C’est incroyable, on reçoit deux fois par mois au bureau, venus des Etats-Unis, plusieurs nouveaux CDs du label Secretly Canadian, et on ne peut pas faire autrement, à chaque fois, que de chroniquer ces nouvelles sorties, parce qu’elles sont systématiquement excellentes.

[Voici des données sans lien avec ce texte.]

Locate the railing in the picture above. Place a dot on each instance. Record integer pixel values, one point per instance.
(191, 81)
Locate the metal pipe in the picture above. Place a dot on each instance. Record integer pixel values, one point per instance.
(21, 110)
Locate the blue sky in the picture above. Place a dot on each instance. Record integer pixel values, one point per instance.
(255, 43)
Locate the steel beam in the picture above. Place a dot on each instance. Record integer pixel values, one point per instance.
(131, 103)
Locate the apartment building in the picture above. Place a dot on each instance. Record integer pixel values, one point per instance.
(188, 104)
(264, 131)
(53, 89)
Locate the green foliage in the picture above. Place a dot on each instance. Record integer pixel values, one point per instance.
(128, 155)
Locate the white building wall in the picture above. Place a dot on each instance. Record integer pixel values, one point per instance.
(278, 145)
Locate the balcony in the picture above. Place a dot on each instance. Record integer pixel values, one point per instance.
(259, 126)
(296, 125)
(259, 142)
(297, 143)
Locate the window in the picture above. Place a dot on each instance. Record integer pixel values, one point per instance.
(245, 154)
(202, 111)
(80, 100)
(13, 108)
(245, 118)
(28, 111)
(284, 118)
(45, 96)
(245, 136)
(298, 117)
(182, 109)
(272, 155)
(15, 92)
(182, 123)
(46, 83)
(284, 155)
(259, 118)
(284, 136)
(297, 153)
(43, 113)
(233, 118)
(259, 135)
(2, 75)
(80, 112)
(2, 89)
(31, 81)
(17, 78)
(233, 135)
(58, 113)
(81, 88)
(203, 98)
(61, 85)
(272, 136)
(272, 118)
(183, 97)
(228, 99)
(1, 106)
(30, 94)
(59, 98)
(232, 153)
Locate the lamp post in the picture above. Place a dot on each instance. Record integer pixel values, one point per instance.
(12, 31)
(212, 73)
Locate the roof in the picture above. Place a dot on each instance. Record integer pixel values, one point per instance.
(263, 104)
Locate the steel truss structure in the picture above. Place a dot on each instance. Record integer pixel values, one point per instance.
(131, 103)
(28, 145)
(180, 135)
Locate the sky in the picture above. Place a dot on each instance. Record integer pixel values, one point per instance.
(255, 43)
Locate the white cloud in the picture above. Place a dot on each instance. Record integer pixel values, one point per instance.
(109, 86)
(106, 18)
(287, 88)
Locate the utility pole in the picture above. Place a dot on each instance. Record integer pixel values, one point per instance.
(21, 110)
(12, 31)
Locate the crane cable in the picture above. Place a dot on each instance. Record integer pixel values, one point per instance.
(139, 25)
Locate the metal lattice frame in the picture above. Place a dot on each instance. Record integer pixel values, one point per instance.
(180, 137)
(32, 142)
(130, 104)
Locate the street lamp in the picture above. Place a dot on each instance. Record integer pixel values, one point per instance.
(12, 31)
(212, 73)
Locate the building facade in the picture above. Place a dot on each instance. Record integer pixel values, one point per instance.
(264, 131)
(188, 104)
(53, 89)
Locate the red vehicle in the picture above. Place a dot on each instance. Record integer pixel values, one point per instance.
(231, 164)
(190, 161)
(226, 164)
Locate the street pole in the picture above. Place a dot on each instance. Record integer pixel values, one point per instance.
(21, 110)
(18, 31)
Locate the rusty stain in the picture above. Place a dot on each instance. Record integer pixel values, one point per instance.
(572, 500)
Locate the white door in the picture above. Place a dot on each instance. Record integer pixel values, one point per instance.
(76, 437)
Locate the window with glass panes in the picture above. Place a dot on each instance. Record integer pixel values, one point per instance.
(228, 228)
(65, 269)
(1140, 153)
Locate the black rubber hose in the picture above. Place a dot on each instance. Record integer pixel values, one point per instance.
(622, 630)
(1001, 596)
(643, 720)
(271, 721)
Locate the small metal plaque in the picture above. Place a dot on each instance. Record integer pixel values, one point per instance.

The Danielson Famile ne lasse pas. Depuis dix ans que cette véritable famille de musiciens se démène sur toutes les routes américaines, tel un collectif hippie christian-folk de fous furieux musicalement incestueux, le culte n’a cessé de s’alimenter aux rapports déformés de ses frasques hilarantes. The Danielson Famile fait partie d’un collectif de musiciens mélangeant en toute anarchie esthétique punk-folk et spiritualité, référencé sous le nom de « The New Jerusalem Music », et leur premier album (1994), enfin réédité, s’intitule en français Une Prière pour chaque heure. Musicalement, Daniel Smith, qui mène sa petite famille de sa voix suraiguë et de ses lyrics mystiques, est influencé par T-Rex, Rapeman, B.A.L.L., Syd Barrett, Bob Dylan, Bongwater, My Bloody Valentine, Beat Happening, Cypress Hill, Ween, Donovon , Sonic Youth, Royal Trux, Beatles, Half Japanese, A Tribe Called Quest, Bowie, Can, Pixies, Minutemen, James Brown, Tom Waits, Daniel Johnston, Brian Eno, Larry Norman, Captain Beefheart… Et sans doute les Shaggs aussi (ces trois soeurs prépubères qui jouaient la pop sixties la plus fausse et la plus honnête de l’histoire du rock). Les 24 titres de ce premier album mélangent gospel blanc, teenage-indie-rock et folk nu, comme joué par une troupe dionysiaque de gamins de 15 ans. Une certaine lecture païenne de la mythologie américaine, entre Harmony Korine et La Nuit du chasseur. Un classique désormais.

June Panic, s’il n’est pas très connu en Europe, est pourtant un activiste de longue date de l’indie-folk américaine, et le premier artiste à avoir sorti un album sur Secretly Canadian. Après une prestation parisienne qui nous avait paru un peu décevante, ce cinquième LP du jeune homme est une bonne surprise, un disque riche et cohérent, aux mélodies chaleureuses, aux arrangements contrastés. Enregistrées avec un groupe complet, dans un style americana, inspiré autant de Neil Young que du Velvet, ses chansons ont la carrure des classiques, même s’il leur manque parfois la spontanéité et la sincérité de celles de ses camarades de label, la famille sus-citée, à qui on donnera estivalement notre préférence.